Les chercheurs utilisent la structure en forme de toile du système racinaire du champignon, le mycélium, comme alternative aux fibres synthétiques pour les vêtements et d'autres produits tels que les sièges d'auto.
"C'est définitivement un changement de mentalité dans le processus de fabrication", a déclaré Annalisa Moro, chef de projet européen chez Mogu, basée en Italie, qui fabrique des produits de décoration d'intérieur à partir du mycélium. "Vous collaborez vraiment avec la nature pour faire pousser quelque chose plutôt que de le créer, donc c'est plutôt futuriste."
Mogu, situé à 50 kilomètres au nord-ouest de Milan, gère une initiative de recherche visant à développer des tissus non tissés à base de fibres de mycélium pour l'industrie textile.
Appelé MY-FI, le projet se déroule sur quatre ans jusqu'en octobre 2024 et rassemble des entreprises, des instituts de recherche, des organisations industrielles et des établissements universitaires de toute l'Europe.

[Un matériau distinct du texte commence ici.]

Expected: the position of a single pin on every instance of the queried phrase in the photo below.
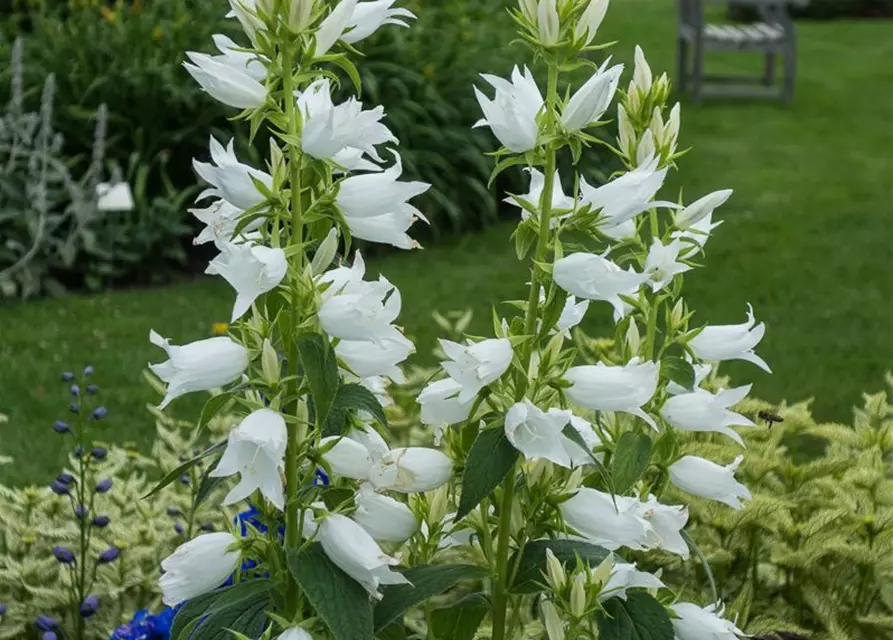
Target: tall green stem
(292, 519)
(500, 588)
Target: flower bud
(63, 555)
(552, 621)
(578, 595)
(555, 573)
(269, 363)
(325, 253)
(109, 555)
(89, 606)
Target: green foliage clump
(34, 519)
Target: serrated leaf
(461, 620)
(352, 397)
(680, 371)
(426, 581)
(183, 468)
(320, 367)
(532, 563)
(490, 460)
(336, 597)
(630, 460)
(639, 617)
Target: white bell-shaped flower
(368, 359)
(593, 277)
(591, 100)
(376, 206)
(593, 515)
(198, 366)
(662, 263)
(667, 522)
(256, 450)
(198, 567)
(440, 403)
(250, 270)
(229, 178)
(368, 17)
(329, 129)
(619, 388)
(731, 342)
(476, 364)
(226, 82)
(385, 519)
(512, 113)
(707, 479)
(537, 433)
(350, 547)
(627, 196)
(692, 622)
(700, 209)
(705, 411)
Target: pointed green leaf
(490, 460)
(336, 597)
(631, 457)
(639, 617)
(427, 581)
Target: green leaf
(680, 371)
(321, 370)
(352, 396)
(461, 620)
(183, 468)
(427, 581)
(630, 459)
(639, 617)
(240, 608)
(532, 563)
(336, 597)
(490, 460)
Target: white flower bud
(552, 621)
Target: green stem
(292, 481)
(500, 588)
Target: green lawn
(808, 240)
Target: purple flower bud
(101, 521)
(103, 486)
(63, 555)
(61, 427)
(109, 555)
(46, 623)
(59, 488)
(89, 606)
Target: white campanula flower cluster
(552, 448)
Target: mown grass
(808, 240)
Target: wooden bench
(771, 35)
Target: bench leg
(769, 75)
(682, 64)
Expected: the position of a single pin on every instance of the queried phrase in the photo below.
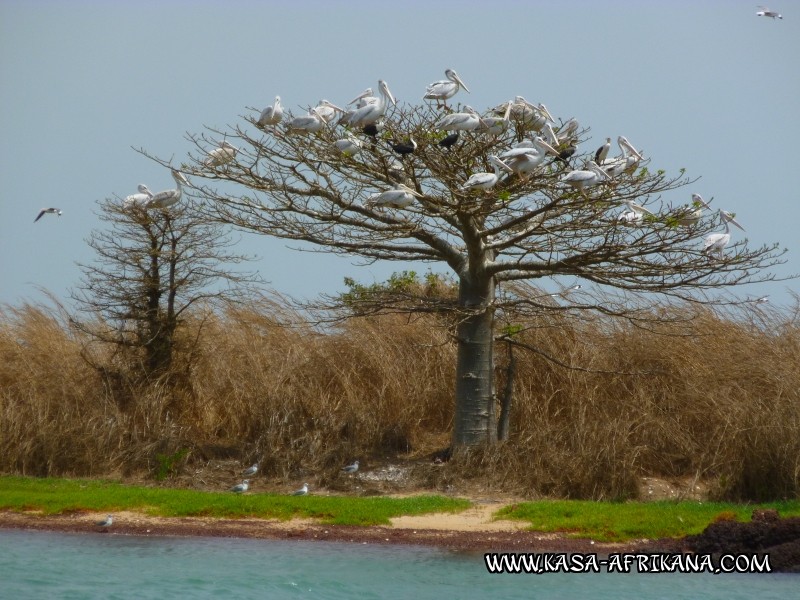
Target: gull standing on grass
(302, 491)
(241, 487)
(351, 468)
(107, 522)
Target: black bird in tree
(405, 148)
(449, 141)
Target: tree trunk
(474, 417)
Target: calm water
(56, 565)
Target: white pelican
(528, 155)
(715, 242)
(349, 145)
(583, 178)
(634, 215)
(327, 110)
(351, 468)
(222, 155)
(765, 12)
(400, 196)
(241, 487)
(141, 199)
(469, 120)
(691, 216)
(169, 197)
(370, 113)
(602, 152)
(53, 211)
(271, 115)
(107, 522)
(486, 181)
(310, 123)
(495, 125)
(445, 88)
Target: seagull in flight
(42, 212)
(241, 487)
(302, 491)
(107, 522)
(351, 468)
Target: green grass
(56, 496)
(617, 522)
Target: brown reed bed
(718, 401)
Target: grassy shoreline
(613, 522)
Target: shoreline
(471, 537)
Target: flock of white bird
(367, 113)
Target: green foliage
(618, 522)
(55, 496)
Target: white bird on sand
(468, 120)
(372, 112)
(765, 12)
(351, 468)
(486, 181)
(169, 197)
(580, 179)
(107, 522)
(222, 155)
(400, 196)
(310, 123)
(241, 487)
(691, 215)
(140, 199)
(44, 211)
(715, 242)
(634, 215)
(271, 115)
(445, 88)
(327, 110)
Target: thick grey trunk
(474, 418)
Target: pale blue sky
(703, 85)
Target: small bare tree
(152, 266)
(550, 221)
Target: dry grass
(721, 405)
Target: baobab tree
(403, 187)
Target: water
(58, 565)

MY-FI souligne comment l'UE fait pression pour une production et une consommation plus durables dans l'industrie du textile et de l'habillement, qui emploie environ 1,3 million de personnes en Europe et réalise un chiffre d'affaires annuel de 167 milliards d'euros.
Bien qu’elle achète la plupart de ses textiles à l’étranger, l’UE les produit dans des pays comme la France, l’Allemagne, l’Italie et l’Espagne. L'Italie représente plus de 40 % de la production de vêtements de l'UE.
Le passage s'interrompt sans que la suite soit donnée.